HB-IDF Geschrieben 6. Juli 2008 Melden Geschrieben 6. Juli 2008 @D-AIGR: Ich würde es nicht so bagatellisieren. Die entscheidende Frage lautet doch, wie lange der Preisauftrieb noch anhält und wie weit er geht. Käme es auf dem heutigen Niveau zum Stillstand wäre es vielleicht mit einigen Anpassungsmaßnahmen wie kürzere Transportwege, sparsamere Antriebe, sozialpolitischen Ausgleichsmaßnahmen usw. zu verkraften. Vorhin wurde in den Radionachrichten davon gesprochen, dass in den kommenden Wochen mit Literpreisen von 1,75 € bei Benzin zu rechnen sei und einige Experten erwarten im zweiten Halbjahr Preise knapp unterhalb von 2,-- €. Auch dann ist die Frage, ob es vorübergehende Spitzen sind oder ob auf Dauer mit diesem Level gerechnet werden muss. Die Lebenshaltungskosten werden in jedem Fall spürbar weiter steigen. In Deutschland gibt es aus unterschiedlichen historischen Gründen aber auch ein sehr starkes Misstrauen der Bevölkerung in die Eliten (Manager und Politiker haben das schlechteste Image aller Berufsgruppen), d.h. den Eliten wird nicht zugetraut, dass sie eine gute Zukunft ermöglichen können oder wollen. Da niemand Vertrauen in die Zukunft hat, wirken sich Entwicklungen wie der unkontrollierte Preisauftrieb sofort auf das Konsumklima aus. Wenn man an die Zeit vor drei oder vier Jahren denkt, als die Stimmung über mehrere Jahre auf dem Nullpunkt verharrte wegen der Arbeitslosigkeit und der Angst vor der unpopulären "Agenda 2010" - hier herrschte jahrelang eine starke Konsumzurückhaltung mit allen binnenwirtschaftlichen Folgen ("Geiz ist geil"), die wiederum die Arbeitsplatzverlagerung in Billiglohnländer und im Übrigen auch die LCC-Fliegerei gegenüber den traditionellen Linien- und Chartergesellschaften begünstigte. Erst die Abwahl der Schröder-Regierung 2005 und das relativ kluge Agieren von Frau Merkel (nur noch verbales Festhalten an der "Reformpolitik", aber faktisch keine weiteren Einschnitte mehr, MWSt-Erhöhung mit Zeitverzögerung statt neuer Sparmaßnahmen) hat diese Angstblockade gelockert und das Anspringen des Binnenkonsums ermöglicht. Nur deshalb hatten wir zweieinhalb Jahre lang eine günstige Dynamik. Wird jetzt durch Rezessionseinflüsse aus den USA und unkontrolliert steigende Lebenshaltungskosten wieder Pessimismus erzeugt, haben wir schnell die alte, angst- und misstrauensgetriebene Sparwut zurück.

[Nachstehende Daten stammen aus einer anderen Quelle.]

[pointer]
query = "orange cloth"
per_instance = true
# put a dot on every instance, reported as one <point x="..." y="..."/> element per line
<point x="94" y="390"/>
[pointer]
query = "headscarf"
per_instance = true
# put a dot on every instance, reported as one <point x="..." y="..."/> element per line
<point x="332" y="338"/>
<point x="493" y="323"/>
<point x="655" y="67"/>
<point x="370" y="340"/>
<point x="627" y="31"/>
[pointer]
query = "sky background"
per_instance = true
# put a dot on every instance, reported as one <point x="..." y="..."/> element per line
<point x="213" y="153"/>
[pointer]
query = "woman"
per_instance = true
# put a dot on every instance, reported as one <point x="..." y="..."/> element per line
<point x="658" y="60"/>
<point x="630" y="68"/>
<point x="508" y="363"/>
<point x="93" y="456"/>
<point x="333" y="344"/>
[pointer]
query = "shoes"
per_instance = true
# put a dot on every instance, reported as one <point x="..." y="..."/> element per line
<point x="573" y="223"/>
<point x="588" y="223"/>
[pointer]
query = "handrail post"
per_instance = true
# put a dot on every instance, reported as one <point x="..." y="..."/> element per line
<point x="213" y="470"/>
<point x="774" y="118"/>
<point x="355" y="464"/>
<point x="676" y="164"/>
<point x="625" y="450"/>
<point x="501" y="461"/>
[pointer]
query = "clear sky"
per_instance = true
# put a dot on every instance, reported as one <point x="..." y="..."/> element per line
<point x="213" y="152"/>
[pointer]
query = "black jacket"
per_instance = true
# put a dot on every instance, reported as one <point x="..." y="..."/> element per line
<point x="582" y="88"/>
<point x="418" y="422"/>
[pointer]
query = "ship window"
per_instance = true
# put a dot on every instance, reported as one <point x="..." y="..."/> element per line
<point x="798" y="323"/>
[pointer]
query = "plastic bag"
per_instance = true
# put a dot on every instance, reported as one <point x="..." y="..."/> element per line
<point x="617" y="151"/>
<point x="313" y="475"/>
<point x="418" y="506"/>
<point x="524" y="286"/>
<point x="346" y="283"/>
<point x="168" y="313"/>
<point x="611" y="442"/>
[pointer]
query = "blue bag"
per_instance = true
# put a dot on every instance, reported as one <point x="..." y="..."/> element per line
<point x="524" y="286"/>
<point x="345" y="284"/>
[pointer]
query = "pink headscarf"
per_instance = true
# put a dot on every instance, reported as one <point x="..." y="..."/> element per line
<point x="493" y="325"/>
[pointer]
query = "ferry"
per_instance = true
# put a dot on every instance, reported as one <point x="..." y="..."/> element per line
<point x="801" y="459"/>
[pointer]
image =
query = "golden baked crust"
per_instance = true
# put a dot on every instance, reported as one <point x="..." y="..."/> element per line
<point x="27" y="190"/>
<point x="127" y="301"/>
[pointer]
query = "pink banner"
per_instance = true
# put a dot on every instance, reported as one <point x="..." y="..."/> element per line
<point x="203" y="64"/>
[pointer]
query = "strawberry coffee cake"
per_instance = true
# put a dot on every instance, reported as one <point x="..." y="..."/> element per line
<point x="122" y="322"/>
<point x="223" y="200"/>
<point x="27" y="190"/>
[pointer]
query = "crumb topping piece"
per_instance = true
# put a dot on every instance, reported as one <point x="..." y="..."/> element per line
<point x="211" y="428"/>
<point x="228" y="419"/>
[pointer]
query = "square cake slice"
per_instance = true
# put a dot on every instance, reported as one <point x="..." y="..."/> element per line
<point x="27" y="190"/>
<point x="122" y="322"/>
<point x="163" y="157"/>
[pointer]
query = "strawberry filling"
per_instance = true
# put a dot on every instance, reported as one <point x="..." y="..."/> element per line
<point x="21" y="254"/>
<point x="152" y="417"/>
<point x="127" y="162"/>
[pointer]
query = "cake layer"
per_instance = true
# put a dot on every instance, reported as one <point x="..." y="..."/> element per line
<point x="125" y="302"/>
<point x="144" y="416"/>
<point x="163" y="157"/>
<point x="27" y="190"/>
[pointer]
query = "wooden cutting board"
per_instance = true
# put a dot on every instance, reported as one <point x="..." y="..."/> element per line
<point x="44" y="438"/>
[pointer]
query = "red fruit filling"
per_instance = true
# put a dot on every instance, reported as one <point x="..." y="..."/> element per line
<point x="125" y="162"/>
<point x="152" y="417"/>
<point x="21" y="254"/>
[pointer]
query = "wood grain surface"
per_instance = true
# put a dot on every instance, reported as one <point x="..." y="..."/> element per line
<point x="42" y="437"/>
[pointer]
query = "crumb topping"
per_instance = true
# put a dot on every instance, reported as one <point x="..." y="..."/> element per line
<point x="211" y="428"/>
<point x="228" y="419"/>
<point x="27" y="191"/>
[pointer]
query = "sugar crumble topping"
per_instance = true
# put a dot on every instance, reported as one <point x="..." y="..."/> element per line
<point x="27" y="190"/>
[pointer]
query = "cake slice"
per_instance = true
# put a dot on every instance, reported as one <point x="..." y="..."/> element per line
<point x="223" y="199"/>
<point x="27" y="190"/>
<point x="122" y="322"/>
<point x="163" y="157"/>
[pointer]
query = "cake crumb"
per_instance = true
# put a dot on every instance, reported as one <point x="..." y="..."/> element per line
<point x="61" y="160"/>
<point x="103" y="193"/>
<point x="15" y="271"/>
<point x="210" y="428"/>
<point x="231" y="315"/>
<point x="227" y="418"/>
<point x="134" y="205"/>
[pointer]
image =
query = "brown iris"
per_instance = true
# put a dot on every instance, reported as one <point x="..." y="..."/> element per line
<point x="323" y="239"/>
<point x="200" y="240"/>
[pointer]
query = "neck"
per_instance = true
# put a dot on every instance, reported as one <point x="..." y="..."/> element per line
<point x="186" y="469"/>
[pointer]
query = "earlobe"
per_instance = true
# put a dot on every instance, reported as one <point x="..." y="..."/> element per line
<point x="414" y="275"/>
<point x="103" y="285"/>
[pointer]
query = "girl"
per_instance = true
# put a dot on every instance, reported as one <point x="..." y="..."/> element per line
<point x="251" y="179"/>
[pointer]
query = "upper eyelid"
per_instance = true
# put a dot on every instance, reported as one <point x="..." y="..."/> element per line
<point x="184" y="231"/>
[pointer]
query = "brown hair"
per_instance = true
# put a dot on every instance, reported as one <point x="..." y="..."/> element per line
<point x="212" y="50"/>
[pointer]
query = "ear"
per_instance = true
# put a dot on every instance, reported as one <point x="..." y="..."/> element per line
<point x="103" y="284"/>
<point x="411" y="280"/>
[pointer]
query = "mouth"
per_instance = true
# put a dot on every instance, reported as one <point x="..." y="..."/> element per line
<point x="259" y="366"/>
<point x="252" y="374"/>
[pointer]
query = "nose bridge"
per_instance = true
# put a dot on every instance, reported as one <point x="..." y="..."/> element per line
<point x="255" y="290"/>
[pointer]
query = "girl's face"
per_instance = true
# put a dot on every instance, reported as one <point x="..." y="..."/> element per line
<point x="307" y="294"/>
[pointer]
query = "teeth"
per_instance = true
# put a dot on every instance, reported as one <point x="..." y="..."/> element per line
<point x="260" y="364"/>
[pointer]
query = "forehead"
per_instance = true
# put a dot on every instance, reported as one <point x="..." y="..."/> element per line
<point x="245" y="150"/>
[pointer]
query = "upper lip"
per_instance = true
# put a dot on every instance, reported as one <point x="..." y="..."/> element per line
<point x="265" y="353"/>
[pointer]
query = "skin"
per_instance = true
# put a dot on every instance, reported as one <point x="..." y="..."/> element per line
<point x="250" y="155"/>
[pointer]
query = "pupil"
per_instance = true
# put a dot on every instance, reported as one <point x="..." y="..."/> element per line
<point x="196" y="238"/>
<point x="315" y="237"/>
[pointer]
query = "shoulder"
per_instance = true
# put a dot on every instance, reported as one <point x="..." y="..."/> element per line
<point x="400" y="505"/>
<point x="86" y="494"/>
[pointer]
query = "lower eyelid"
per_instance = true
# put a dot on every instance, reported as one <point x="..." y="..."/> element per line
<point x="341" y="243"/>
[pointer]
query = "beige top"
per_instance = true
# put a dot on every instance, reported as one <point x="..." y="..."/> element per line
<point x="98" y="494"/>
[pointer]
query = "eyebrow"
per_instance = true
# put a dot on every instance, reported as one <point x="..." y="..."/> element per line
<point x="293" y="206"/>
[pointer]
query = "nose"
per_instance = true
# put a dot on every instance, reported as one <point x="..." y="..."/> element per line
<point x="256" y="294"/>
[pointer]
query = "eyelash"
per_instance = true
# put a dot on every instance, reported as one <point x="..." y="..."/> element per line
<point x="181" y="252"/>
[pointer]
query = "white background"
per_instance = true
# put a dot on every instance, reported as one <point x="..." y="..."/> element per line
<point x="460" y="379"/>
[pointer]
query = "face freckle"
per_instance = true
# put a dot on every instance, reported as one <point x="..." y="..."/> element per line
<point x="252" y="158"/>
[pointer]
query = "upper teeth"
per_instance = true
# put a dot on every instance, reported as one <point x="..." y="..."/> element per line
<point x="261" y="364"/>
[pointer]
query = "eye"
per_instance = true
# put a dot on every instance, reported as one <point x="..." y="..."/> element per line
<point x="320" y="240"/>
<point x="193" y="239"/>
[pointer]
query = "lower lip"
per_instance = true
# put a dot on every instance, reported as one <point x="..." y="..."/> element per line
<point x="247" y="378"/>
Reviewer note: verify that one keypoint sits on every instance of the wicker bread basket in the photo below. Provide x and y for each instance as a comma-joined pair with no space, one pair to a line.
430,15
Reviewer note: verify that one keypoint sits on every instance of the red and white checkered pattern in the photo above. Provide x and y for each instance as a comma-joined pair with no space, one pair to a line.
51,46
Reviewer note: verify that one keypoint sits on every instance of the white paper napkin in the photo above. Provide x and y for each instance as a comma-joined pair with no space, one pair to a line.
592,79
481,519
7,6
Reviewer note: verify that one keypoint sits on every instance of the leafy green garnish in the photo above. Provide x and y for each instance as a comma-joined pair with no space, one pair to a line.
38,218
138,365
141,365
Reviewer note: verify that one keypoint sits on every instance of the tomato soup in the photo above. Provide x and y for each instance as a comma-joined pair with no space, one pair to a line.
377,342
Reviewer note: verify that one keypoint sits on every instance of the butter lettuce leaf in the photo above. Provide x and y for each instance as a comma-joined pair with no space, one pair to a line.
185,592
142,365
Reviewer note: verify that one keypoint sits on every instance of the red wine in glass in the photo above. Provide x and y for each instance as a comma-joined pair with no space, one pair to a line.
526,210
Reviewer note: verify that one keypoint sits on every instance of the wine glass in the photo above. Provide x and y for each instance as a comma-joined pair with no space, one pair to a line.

HUEY Geschrieben 6. Juli 2008 Melden Geschrieben 6. Juli 2008 Ohne jetzt all die Romane gelesen zu haben möchte ich nur eines zum Thema Bahn anmerken. Dank der Privatisierungsbemühungen und dem Wirken eines Herrn Mehdorn, wäre dieser Verkehrsträger heute gar nicht mehr in der Lage, massig Abwanderung von der Strasse auf die Schiene zu übernehmen. Die Fernzüge konnten zwar in der Vergangenheit schön von 12 auf 8 Waggons zusammengestrichen werden, jedoch weniger schnell wieder aufgestockt werden. Denn das rollende Material läuft ohne Ersatzbeschaffung heute größtenteils in Osteuropa. Von der Fahrplanausdünnung ganz zu schweigen. Man hätte Mitte der 90 Jahre sich durch entsprechnde Preisgestalltung daran machen müßen, die Kunden auf die Schienen zu bekommen, stattdessen hat man Raubbau betrieben. Und verkauft heute die noch vorhandenen Leistungen zu sehr marktfernen Normalpreisen. Wenn man mal die "befristeten" Sonderaktionen außen vor lässt.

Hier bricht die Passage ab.